Limitations of the baseline model are clearly visible: while it works well for classes that have a large amount of data available (normal and low-grade dysplasia), it performs worse for conditions which are rarer. While our dataset is large in data volume, it is still limited to only 200 WSIs, meaning that the possible variations in sample preparation and the anatomical variations are not fully represented.

More sophisticated modeling approaches might gain a significant performance boost by using spatial information, which is an ongoing research task for this dataset along with the exploration of the possibilities of a decision support system based on the collected data. The sole purpose of providing the patch-level ResNet50 results is to set up a default baseline for the dataset.

Data Records

The HunCRC patched dataset is saved and shared in standard JPEG format as a Figshare dataset of this paper18. In the repository, all the patches can be found that passed the filtering process in JPEG format for the zoom ID 1 and 2. Also, standard CSV files are available that contain all the accompanying meta-data, as well as the matched local categories, the position of the patch within the WSI and the global annotations. An additional CSV file of metadata contains the age, sex and ICD-10 health status code of the patients. Patients are referenced with an anonymous numeric identifier in the range of 001 and 200.

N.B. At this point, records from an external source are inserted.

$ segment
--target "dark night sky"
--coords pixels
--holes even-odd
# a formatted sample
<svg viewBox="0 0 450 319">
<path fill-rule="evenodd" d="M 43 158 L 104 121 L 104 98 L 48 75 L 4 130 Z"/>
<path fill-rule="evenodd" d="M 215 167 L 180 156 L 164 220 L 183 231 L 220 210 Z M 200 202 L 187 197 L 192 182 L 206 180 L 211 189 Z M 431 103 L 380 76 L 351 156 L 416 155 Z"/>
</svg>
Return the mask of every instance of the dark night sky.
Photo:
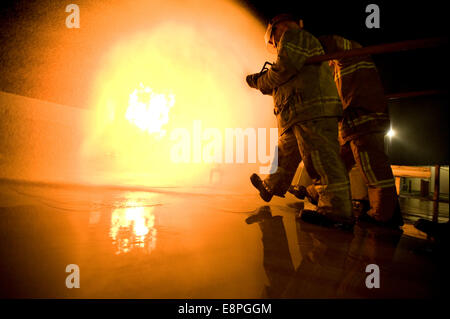
<svg viewBox="0 0 450 319">
<path fill-rule="evenodd" d="M 316 36 L 339 34 L 362 45 L 381 44 L 426 37 L 447 37 L 448 10 L 445 1 L 257 1 L 240 0 L 257 17 L 267 22 L 273 15 L 290 12 L 302 17 L 305 28 Z M 36 89 L 32 74 L 40 81 L 46 80 L 45 58 L 37 48 L 51 50 L 58 47 L 57 38 L 47 30 L 55 29 L 55 21 L 65 18 L 61 10 L 76 3 L 82 9 L 87 0 L 78 1 L 2 1 L 0 4 L 0 90 L 35 97 L 56 103 L 83 105 L 83 92 L 73 83 L 59 83 L 59 92 Z M 108 2 L 105 1 L 105 4 Z M 381 28 L 365 27 L 365 7 L 376 3 L 381 11 Z M 55 12 L 58 12 L 57 14 Z M 58 22 L 59 23 L 59 22 Z M 245 30 L 243 30 L 245 32 Z M 70 35 L 69 35 L 70 36 Z M 67 40 L 67 39 L 65 39 Z M 105 39 L 105 43 L 111 39 Z M 105 44 L 103 43 L 103 45 Z M 32 45 L 31 45 L 32 44 Z M 90 52 L 92 48 L 78 48 L 73 37 L 74 52 Z M 81 49 L 81 51 L 79 50 Z M 85 51 L 82 51 L 85 49 Z M 94 48 L 95 49 L 95 48 Z M 94 66 L 96 52 L 88 62 Z M 448 47 L 421 49 L 374 56 L 386 93 L 396 93 L 448 87 Z M 87 53 L 83 53 L 87 54 Z M 74 53 L 75 56 L 75 53 Z M 70 56 L 69 56 L 70 57 Z M 76 61 L 72 60 L 76 71 Z M 55 69 L 55 66 L 52 66 Z M 88 65 L 83 67 L 90 69 Z M 56 68 L 57 69 L 57 68 Z M 67 71 L 67 70 L 66 70 Z M 52 74 L 52 79 L 57 74 Z M 86 74 L 86 81 L 89 74 Z M 89 84 L 89 83 L 88 83 Z M 77 100 L 77 98 L 79 100 Z M 78 101 L 78 103 L 73 103 Z M 407 126 L 407 143 L 393 141 L 391 159 L 394 163 L 427 164 L 448 163 L 448 96 L 403 100 L 392 103 L 390 111 L 394 126 Z M 411 126 L 414 126 L 412 129 Z M 402 131 L 401 127 L 398 128 Z M 426 150 L 427 156 L 421 155 Z"/>
<path fill-rule="evenodd" d="M 258 1 L 241 0 L 263 21 L 289 12 L 303 18 L 316 35 L 338 33 L 359 39 L 364 45 L 447 35 L 445 1 Z M 365 8 L 380 7 L 381 28 L 367 29 Z"/>
<path fill-rule="evenodd" d="M 241 0 L 263 21 L 289 12 L 303 18 L 305 29 L 316 36 L 339 34 L 364 46 L 428 37 L 447 37 L 444 1 L 255 1 Z M 365 27 L 367 4 L 380 7 L 380 29 Z M 426 5 L 425 5 L 426 3 Z M 386 93 L 447 88 L 448 50 L 415 50 L 374 56 Z M 436 72 L 439 70 L 439 72 Z"/>
</svg>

The unprocessed raw scans in MIRAX (.mrxs) format alongside the unprocessed QuPath v0.1.2 annotations, and the exported annotations as pixel-masks, are available through The Cancer Imaging Archive (TCIA)19.

Technical Validation

The used pathological slides went through multiple round quality controls. First, they were used for diagnostic purposes without digitization which proves the quality of the sections. After digital scanning, the slides were annotated by pathology resident physicians. During the annotation, the blurred, low-quality WSIs were identified and sent back for re-scanning. For the last step, all the annotations on the high quality WSIs were validated and adjusted, when needed, by a board certified pathologist.

Usage Notes

The provided patches are saved in standard JPEG format images and the metadata is provided as a CSV data file. No special software is needed to handle these data types.

In the metadata, each patch is represented by a row, where the filename of the JPEG patch is linked to the annotation labels and to the top-left coordinates of the patch. Using this information, re-building or re-scaling the annotated and filtered part of the WSI is achievable from the provided patches. For each WSI, an overview image is provided as a screenshot with annotation and as a thumbnail image without annotation.

The raw scans are shared in MIRAX (.mrxs) format, which can be accessed by any standard digital pathological software. The unprocessed pixel-level annotations require QuPath v0.1.2, however, for machine processing, these annotations are also provided as exported PNG binary masks with filenames containing the labels and position information.

The presented HunCRC data is available under CC BY 4.0 licence.